Borrowing from an ‘old meme’ a bit. Somebody recently told me I should “write something about ‘how to do databases’.” As amusingly odd as that phrasing was, I figured they were right.
What is it?
I like to start at beginning. As Julie Andrews said, it’s a very good place to start. What is a database? That’s a pretty good question. Here’s the prerequisite question: What is data? Well, as I’ve said before, data is everything. But that’s a bit of a cop-out, isn’t it? That’s my career’s bias showing through.
Data is digital information. Anything that can be quantified, specified, categorized, searched, sorted, produced, consumed, read, written, measured, and stored digitally in some fashion.

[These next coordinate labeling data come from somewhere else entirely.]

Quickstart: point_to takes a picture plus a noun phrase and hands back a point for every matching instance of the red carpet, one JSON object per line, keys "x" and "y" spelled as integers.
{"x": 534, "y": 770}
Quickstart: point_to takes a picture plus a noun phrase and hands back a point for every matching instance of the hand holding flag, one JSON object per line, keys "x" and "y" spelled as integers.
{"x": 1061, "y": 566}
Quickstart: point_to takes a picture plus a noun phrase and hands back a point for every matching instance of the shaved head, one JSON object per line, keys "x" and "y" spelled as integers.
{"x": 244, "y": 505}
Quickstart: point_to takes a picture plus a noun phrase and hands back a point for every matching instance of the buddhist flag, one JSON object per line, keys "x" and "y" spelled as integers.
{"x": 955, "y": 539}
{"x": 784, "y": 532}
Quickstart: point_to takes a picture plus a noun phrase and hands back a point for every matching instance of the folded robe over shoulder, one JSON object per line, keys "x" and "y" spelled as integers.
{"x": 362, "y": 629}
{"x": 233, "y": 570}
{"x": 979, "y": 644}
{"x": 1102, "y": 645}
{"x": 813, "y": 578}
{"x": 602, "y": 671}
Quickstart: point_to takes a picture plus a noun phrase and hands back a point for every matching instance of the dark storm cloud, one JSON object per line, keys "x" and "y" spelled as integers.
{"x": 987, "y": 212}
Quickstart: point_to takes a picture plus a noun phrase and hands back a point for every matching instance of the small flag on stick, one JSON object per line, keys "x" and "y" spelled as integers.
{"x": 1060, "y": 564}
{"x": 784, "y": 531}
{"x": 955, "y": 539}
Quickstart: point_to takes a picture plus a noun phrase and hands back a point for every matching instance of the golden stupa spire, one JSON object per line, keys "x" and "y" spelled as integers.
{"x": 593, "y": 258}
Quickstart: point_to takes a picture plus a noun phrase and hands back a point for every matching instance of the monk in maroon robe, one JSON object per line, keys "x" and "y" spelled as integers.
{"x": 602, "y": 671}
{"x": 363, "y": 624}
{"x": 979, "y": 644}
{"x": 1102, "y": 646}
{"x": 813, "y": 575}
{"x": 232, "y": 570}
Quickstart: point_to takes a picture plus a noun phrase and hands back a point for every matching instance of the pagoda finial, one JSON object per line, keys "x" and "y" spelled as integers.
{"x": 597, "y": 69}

Data is the digital currency of the 21st century. Data is the very reason that most technology exists — to house and transport data among producers and consumers of information. It’s the evolutionary culmination of the stone tablet, the papyrus scroll, the bound book, the printing press, the newspaper, the library, the vinyl record, the magnetic tape, the compact disc, the pocket organizer, and the telephone.
So then, what is a database? Simply put, it’s a collection of data. The simplest analogy, depending on your age, is either a phone book or your cell phone’s contacts list (which is really just a phone book, in digital form). Of course, with the latter, it’s not so much an analogy as an example — you phone’s contact list IS a database.
Fun side-note, the phone book also makes a decent discussion prop for some DBA topics like index fragmentation.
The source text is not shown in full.